By Elliot Njus
Publication date: February 20, 2023
The Portland Design Commission has signed off on plans for a new high-rise district on the Southeast Portland holdings of the Oregon Museum of Science and Industry and surrounding blocks.
Plans call for about 3 million square feet of new construction on the 10-block, 34-acre plan area, much of it on vacant land that OMSI now uses for parking or that has recently been used for construction staging. The new development could include hotels, restaurants, storefronts, offices and as many as 1,200 new apartments.
The museum said at least 20% of the new housing would have rents affordable to low-income families, similar to the number required under the city’s inclusionary zoning policy for new housing construction.
Plans also call for a waterfront education park, planned in cooperation with the Affiliated Tribes of Northwest Indians and the Columbia River Inter-Tribal Fish Commission, and a Center for Tribal Nations.
OMSI has proposed to spend $33 million of its own money to get the project off the ground, along with $44 million from the private sector. The state has pledged $5 million toward rebuilding Southeast Water Avenue through the district.
OMSI is asking Portland’s city government to spend $38 million on roads, pipes and other infrastructure to serve the new construction, as well as parks in the district. Negotiations over funding, however, is separate from the planning approval.
OMSI’s plans have been in the works for more than a decade. They could dramatically change the character of the Central Eastside, a longtime industrial district in the central city.
While the museum is the largest landowner in the plan district, it also includes parcels owned by Portland Community College, the Portland Opera, Portland General Electric, TriMet and the city.
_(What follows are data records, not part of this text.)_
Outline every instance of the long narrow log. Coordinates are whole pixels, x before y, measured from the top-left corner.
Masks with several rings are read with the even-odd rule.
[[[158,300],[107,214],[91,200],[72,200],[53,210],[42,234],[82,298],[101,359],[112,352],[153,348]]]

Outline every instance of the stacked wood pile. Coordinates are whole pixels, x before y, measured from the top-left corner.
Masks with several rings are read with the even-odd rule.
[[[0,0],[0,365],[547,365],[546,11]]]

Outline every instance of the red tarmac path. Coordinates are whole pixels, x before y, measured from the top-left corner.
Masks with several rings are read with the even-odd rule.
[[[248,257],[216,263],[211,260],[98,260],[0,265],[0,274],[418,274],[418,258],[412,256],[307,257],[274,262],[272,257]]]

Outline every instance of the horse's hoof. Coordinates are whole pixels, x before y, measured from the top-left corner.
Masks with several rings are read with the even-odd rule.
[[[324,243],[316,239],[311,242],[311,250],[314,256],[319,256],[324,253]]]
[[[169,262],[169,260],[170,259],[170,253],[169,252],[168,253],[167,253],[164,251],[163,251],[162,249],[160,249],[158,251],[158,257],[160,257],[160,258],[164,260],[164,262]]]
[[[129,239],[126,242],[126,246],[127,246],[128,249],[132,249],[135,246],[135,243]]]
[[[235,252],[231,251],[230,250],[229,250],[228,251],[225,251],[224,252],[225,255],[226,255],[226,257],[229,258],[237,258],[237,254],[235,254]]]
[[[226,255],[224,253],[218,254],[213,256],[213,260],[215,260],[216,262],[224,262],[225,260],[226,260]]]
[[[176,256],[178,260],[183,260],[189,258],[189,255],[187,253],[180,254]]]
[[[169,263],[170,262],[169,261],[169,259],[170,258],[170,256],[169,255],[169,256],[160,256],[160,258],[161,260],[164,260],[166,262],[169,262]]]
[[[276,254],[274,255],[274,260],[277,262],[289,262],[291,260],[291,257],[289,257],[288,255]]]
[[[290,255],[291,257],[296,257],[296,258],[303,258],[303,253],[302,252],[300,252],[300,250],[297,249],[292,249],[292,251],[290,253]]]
Another major parcel belongs to the owners of Pioneer Waterproofing, a business that relocated to Tigard from the site.
The museum has chose Edlen & Co as the master developer for the district and ZGF as the architect.
OMSI has been at its Central Eastside location, a donated former power plant for Portland General Electric, since 1992. The move left museum in dire financial straits until a $9.2 million bailout, split between the state and a private donor, helped stablize its balance sheet.
But the museum has long hoped that surrounding development could provide a long-term revenue stream to support its operations, as well as draw more visitors.